David Chizmadia vze2729k at verizon.net
Mon Jan 20 22:49:09 UTC 2003


On Monday, January 20, 2003 5:05 PM, Mark S. Miller wrote:
> At 12:00 PM 1/20/2003 Monday, Robert Withers wrote:
>>> Regarding the operation signatures, we could adopt the
>>> CORBA Typecode specification as well and require that all
>>> objects provide a remote Miranda method for acquiring a type
>>> specification of the complete interface that is exported by
>>> the object. I understand that this is the approach taken by
>>> the CapIDL team in order to eliminate the requirement for an
>>> Interface Repository - and the attendant trust issues that
>>> it would bring.
>>
>> I really like what you have said here.  Do you have a link
>> to CapIDL?
>
> http://www.capidl.org/ , but the info there is currently stale.
> CapIDL is under active development by the EROS group, and I
> remember accessing the sources from either the OpenCM or CVS
> repositories through a web interface. However, I can no longer
> find it. If someone has a current URL, I'll link the capidl.org
> page to it.

http://www.opencm.org/opencm/~/PUBLIC/CapIDL

Just happened to discover it last night :-)

>
>> Getting rid of the IR and embedding it in the CapTP protocol
>> sounds very agile.
>
> Yes. An interface repository is a fatally broken idea, because
> of the trust issues that David mentions. This issue *must* be
> solved in a fully decentralized manner.

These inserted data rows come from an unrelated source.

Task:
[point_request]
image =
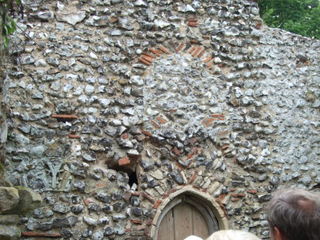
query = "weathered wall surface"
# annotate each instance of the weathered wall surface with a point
(172, 93)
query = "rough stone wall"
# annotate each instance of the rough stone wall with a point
(115, 104)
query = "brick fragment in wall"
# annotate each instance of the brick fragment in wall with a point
(113, 102)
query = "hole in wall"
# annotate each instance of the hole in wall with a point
(131, 171)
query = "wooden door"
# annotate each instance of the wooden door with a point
(181, 221)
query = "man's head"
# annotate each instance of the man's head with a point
(294, 214)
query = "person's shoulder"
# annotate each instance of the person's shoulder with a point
(192, 237)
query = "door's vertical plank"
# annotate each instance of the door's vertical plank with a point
(200, 226)
(166, 229)
(182, 221)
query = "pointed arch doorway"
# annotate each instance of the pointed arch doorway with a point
(186, 213)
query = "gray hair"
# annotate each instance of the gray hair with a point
(296, 213)
(232, 235)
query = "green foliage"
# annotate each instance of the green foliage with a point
(7, 23)
(297, 16)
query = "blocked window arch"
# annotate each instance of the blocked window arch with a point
(202, 207)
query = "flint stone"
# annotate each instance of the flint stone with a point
(61, 208)
(65, 222)
(9, 219)
(9, 199)
(71, 18)
(119, 230)
(108, 231)
(45, 15)
(98, 235)
(9, 232)
(29, 199)
(3, 132)
(90, 221)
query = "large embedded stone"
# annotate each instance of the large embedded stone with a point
(29, 199)
(9, 199)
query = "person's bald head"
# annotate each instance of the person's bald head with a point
(294, 214)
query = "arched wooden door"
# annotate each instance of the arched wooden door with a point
(186, 217)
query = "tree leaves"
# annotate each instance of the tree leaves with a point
(297, 16)
(7, 23)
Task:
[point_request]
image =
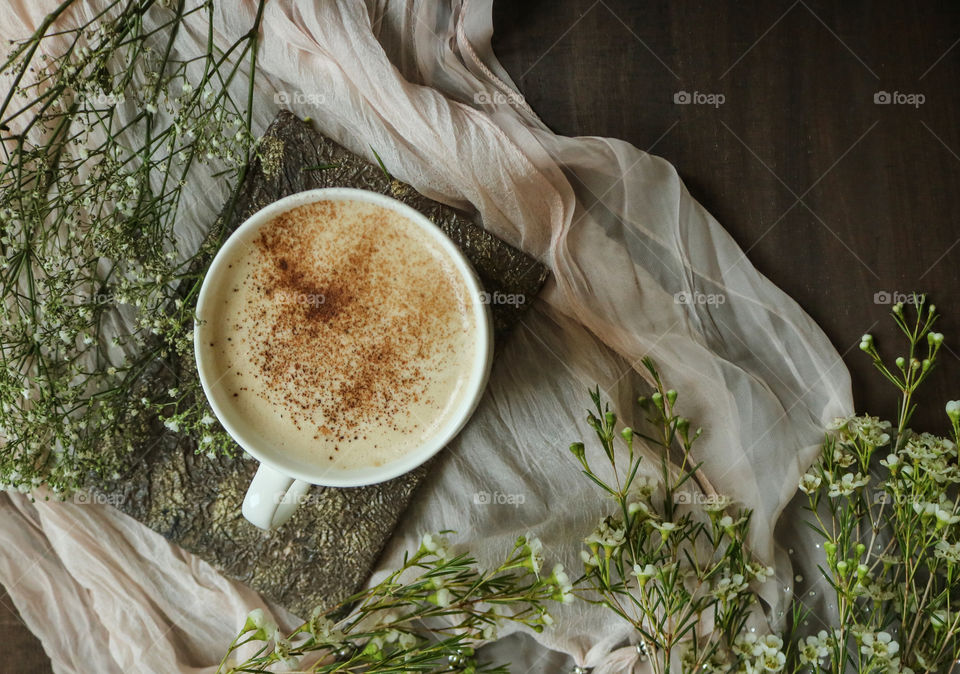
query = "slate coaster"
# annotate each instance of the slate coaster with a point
(327, 550)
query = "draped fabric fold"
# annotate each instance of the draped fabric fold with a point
(639, 269)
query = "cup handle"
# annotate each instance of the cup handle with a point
(272, 498)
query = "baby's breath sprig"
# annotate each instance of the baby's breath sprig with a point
(105, 122)
(428, 616)
(884, 500)
(672, 561)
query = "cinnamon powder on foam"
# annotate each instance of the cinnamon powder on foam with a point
(351, 328)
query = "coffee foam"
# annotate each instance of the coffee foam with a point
(342, 333)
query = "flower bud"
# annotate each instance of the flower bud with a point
(657, 399)
(577, 449)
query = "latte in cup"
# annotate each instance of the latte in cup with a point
(342, 334)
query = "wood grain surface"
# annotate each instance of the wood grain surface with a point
(839, 200)
(833, 197)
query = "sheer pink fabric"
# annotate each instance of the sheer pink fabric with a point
(640, 268)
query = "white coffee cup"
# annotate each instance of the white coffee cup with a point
(282, 480)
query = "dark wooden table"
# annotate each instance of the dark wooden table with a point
(841, 201)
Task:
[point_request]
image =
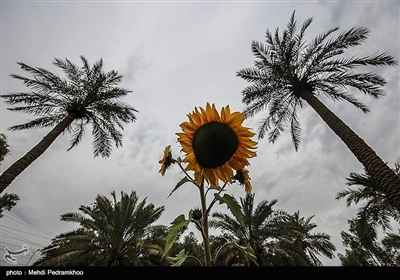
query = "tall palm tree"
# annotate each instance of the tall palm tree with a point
(111, 233)
(276, 237)
(364, 249)
(86, 95)
(288, 73)
(260, 227)
(376, 210)
(363, 246)
(304, 245)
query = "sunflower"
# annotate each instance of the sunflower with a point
(215, 144)
(166, 161)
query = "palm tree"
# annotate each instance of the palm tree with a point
(87, 95)
(365, 250)
(288, 73)
(302, 244)
(377, 210)
(276, 237)
(111, 233)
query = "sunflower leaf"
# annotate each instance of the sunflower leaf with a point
(179, 258)
(174, 229)
(232, 205)
(180, 183)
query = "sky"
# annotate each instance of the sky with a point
(175, 56)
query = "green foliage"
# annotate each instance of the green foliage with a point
(180, 183)
(87, 93)
(111, 233)
(4, 147)
(362, 245)
(179, 223)
(286, 68)
(232, 205)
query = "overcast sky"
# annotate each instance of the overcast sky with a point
(174, 56)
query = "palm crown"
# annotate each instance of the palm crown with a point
(287, 72)
(286, 68)
(88, 94)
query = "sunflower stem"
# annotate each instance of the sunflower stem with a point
(187, 175)
(215, 200)
(206, 239)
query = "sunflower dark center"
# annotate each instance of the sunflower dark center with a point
(214, 144)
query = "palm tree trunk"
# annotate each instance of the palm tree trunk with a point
(373, 164)
(20, 165)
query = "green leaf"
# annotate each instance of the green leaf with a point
(233, 206)
(248, 251)
(180, 258)
(176, 225)
(180, 183)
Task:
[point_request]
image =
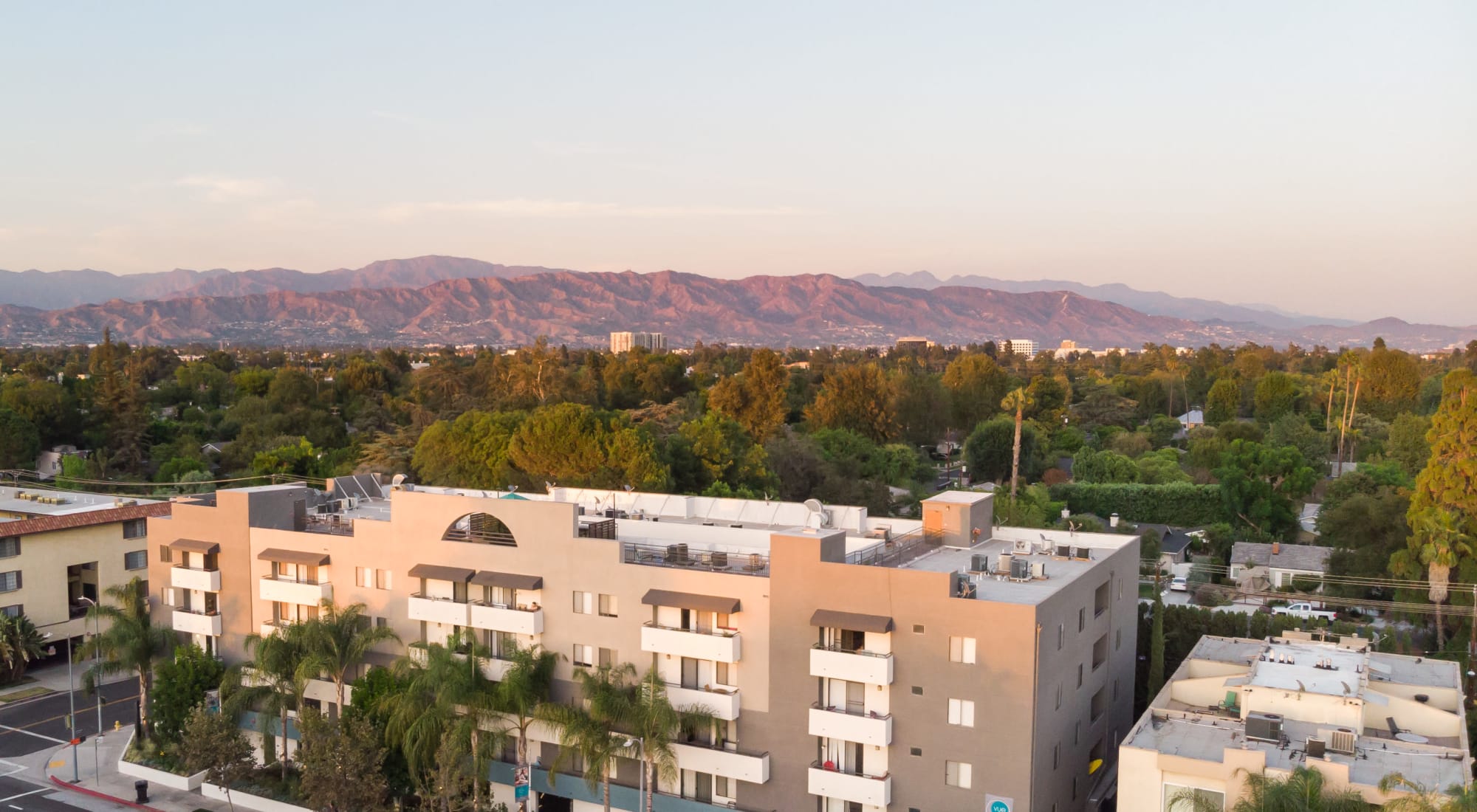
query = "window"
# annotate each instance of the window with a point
(962, 714)
(958, 774)
(1212, 798)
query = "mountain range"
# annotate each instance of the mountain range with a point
(438, 300)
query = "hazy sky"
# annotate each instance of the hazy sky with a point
(1321, 157)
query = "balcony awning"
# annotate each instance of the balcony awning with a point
(851, 621)
(194, 546)
(301, 557)
(689, 600)
(436, 572)
(507, 581)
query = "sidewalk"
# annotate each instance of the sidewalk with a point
(42, 767)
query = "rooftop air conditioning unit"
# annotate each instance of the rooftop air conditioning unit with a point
(1265, 727)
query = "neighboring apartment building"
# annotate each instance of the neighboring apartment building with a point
(1246, 706)
(58, 548)
(854, 664)
(627, 342)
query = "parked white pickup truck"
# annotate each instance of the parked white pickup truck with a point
(1305, 610)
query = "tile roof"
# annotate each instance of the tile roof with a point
(1290, 557)
(88, 519)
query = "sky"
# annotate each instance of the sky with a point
(1315, 156)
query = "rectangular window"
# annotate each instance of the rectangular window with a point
(958, 774)
(962, 714)
(962, 650)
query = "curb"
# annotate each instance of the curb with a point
(104, 796)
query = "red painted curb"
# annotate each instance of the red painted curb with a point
(104, 796)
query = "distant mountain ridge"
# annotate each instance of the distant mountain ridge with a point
(1156, 303)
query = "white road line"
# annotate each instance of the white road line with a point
(36, 734)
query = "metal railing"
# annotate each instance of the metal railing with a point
(685, 559)
(894, 553)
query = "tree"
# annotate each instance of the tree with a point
(129, 643)
(976, 385)
(755, 398)
(340, 764)
(856, 398)
(181, 686)
(1017, 402)
(212, 743)
(274, 681)
(1259, 485)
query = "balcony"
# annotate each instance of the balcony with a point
(868, 729)
(723, 761)
(306, 593)
(720, 646)
(853, 667)
(722, 702)
(507, 619)
(438, 610)
(868, 791)
(193, 578)
(197, 622)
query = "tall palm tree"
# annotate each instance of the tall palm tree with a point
(275, 680)
(590, 730)
(649, 715)
(128, 643)
(1423, 799)
(448, 702)
(1302, 791)
(337, 641)
(1017, 401)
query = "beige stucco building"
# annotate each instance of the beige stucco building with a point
(1247, 706)
(854, 664)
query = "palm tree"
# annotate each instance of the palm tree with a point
(1422, 799)
(337, 641)
(1300, 792)
(1017, 401)
(448, 702)
(20, 644)
(646, 714)
(590, 732)
(275, 680)
(131, 643)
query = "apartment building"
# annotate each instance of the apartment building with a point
(60, 550)
(854, 664)
(1268, 706)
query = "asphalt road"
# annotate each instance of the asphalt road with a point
(41, 724)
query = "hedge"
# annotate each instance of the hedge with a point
(1178, 504)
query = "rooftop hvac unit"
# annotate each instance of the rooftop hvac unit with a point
(1265, 727)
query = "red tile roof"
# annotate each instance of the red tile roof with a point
(85, 519)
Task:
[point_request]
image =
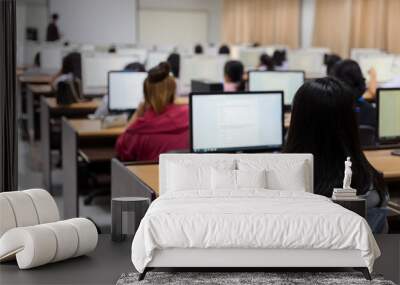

I've been mulling over a response to a part of Robert's message
that Mark didn't quote, where Robert said:

"This sounds just right.  Can they be versioned so that an
incoming type can make an assertion about which version of a
type he should be interpreted as?"

As I thought about this problem, I concluded that a possible
approach, which could be incorporated into the CapTP protocol,
would be to have the request protocol message include the
expected type of the called object, represented as a crypto-
hash of a canonical type specification format (such as a CDR
encapsulation of the type - expressed as a graph of CORBA
TypeCodes, as would be seen in a CORBA Interface Repository).
If the hash doesn't match a hash of the type actually exported
by the called object, the called object's Vat would return an
intermediate response exception that contains the full type
specification that *is* exported. The calling Vat can then
adjust its behavior based on configured policy (e.g., check
to see if the new graph has a signature compatible with the
call being made or return an EBadType exception to the caller).

I'm pretty sure Jonathan and Mark have thought about this, so
I look forward to hearing their perspective.